UV absorbance (A260) should be used to quantify purified products using the conversion of 1 OD = 50 µg/mL. PicoGreen® should not be used for quantification because it cannot efficiently detect single-stranded products and will underestimate the DNA yield. Each aliquot of library generated from high quality human total RNA will generate between 4 to 8 µg of WTA product. If electrophoresed, the product appears as a smear with a size distribution of 0.2 kb to 2 kb on a 0.8% agarose gel. Yield and size distribution of products may vary depending on the integrity and purity of the sample RNA.

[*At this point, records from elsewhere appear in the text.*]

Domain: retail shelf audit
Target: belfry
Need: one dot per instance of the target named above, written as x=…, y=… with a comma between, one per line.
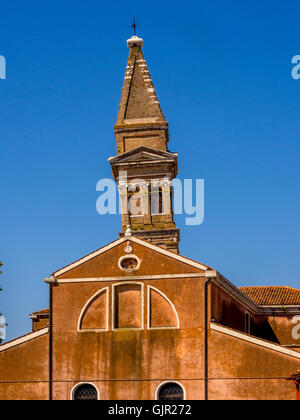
x=144, y=167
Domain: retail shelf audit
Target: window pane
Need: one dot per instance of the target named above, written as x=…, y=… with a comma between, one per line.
x=171, y=391
x=85, y=393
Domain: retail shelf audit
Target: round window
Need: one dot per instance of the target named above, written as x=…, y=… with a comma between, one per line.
x=129, y=263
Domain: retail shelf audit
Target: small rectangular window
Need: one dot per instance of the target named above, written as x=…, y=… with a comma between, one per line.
x=247, y=323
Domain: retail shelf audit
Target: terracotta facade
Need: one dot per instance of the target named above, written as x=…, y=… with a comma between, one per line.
x=136, y=314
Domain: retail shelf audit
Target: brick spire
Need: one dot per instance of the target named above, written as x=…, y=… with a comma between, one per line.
x=139, y=102
x=142, y=136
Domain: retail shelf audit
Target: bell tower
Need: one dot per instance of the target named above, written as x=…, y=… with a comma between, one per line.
x=144, y=168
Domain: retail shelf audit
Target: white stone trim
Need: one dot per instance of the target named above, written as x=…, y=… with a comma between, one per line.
x=138, y=241
x=149, y=306
x=88, y=257
x=254, y=340
x=142, y=306
x=169, y=382
x=24, y=339
x=83, y=383
x=120, y=278
x=80, y=330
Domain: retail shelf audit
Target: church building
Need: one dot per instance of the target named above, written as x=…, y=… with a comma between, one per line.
x=135, y=319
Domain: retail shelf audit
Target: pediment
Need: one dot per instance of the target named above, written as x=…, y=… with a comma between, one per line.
x=105, y=262
x=141, y=154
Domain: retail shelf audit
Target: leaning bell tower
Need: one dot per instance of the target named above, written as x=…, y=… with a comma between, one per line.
x=143, y=167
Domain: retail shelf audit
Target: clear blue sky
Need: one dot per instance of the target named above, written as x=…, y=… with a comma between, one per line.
x=222, y=71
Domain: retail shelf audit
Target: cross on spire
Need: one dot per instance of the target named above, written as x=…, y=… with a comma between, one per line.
x=134, y=26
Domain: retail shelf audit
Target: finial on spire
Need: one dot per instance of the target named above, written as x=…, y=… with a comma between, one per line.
x=134, y=26
x=128, y=231
x=134, y=41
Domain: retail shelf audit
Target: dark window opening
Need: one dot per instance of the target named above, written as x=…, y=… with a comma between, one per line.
x=247, y=323
x=85, y=392
x=171, y=391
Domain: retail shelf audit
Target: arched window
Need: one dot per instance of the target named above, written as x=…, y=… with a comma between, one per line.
x=170, y=391
x=85, y=392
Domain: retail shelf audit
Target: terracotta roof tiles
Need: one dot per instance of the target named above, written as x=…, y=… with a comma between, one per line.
x=273, y=295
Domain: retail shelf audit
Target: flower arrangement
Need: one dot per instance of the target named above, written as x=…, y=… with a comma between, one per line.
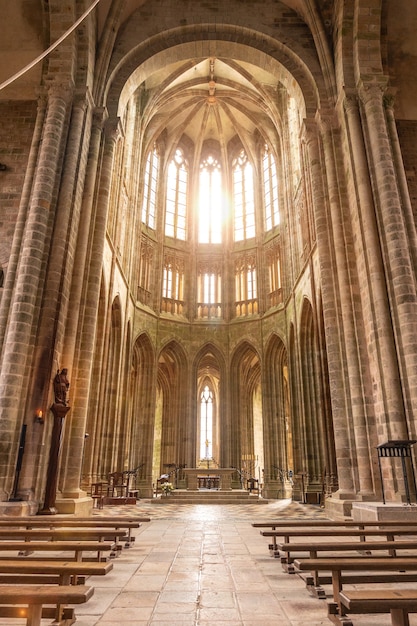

What are the downstream applications of WTA products?
WTA amplification creates a cDNA library of the RNA template. Applications such as qPCR, traditional cloning (TOPO TA Cloning®), micro array may be performed.

Is the WTA2 system 3 prime biased?
No, in the system, quasi-random WTA primers with universal ends are used for synthesis of cDNA products. This enables the amplification of highly degraded RNA in which much of the amplifiable sequence has become separated from the poly-A sequence. qPCR and microarray testing of both degraded and intact RNA vs 3' biased methods have been successful.

Where in my target sequence can I design my qPCR primers?
The system WTA2 includes random priming and therefore primers can be designed at any location within the mRNA. In order to avoid qPCR interference from possible genomic DNA contamination, we recommend treating your RNA with DNase and designing your amplicons to span an intron. We strongly recommend designing your assays for multiple locations across the transcript since the starting FFPE RNA is likely to be highly degraded.

Can I adjust the protocol?
Yes, the protocol is optimized to create microgram quantities of cDNA for microarray analysis. Scaling back the reaction volumes will not impact the quality of the results, only the quantity of final product.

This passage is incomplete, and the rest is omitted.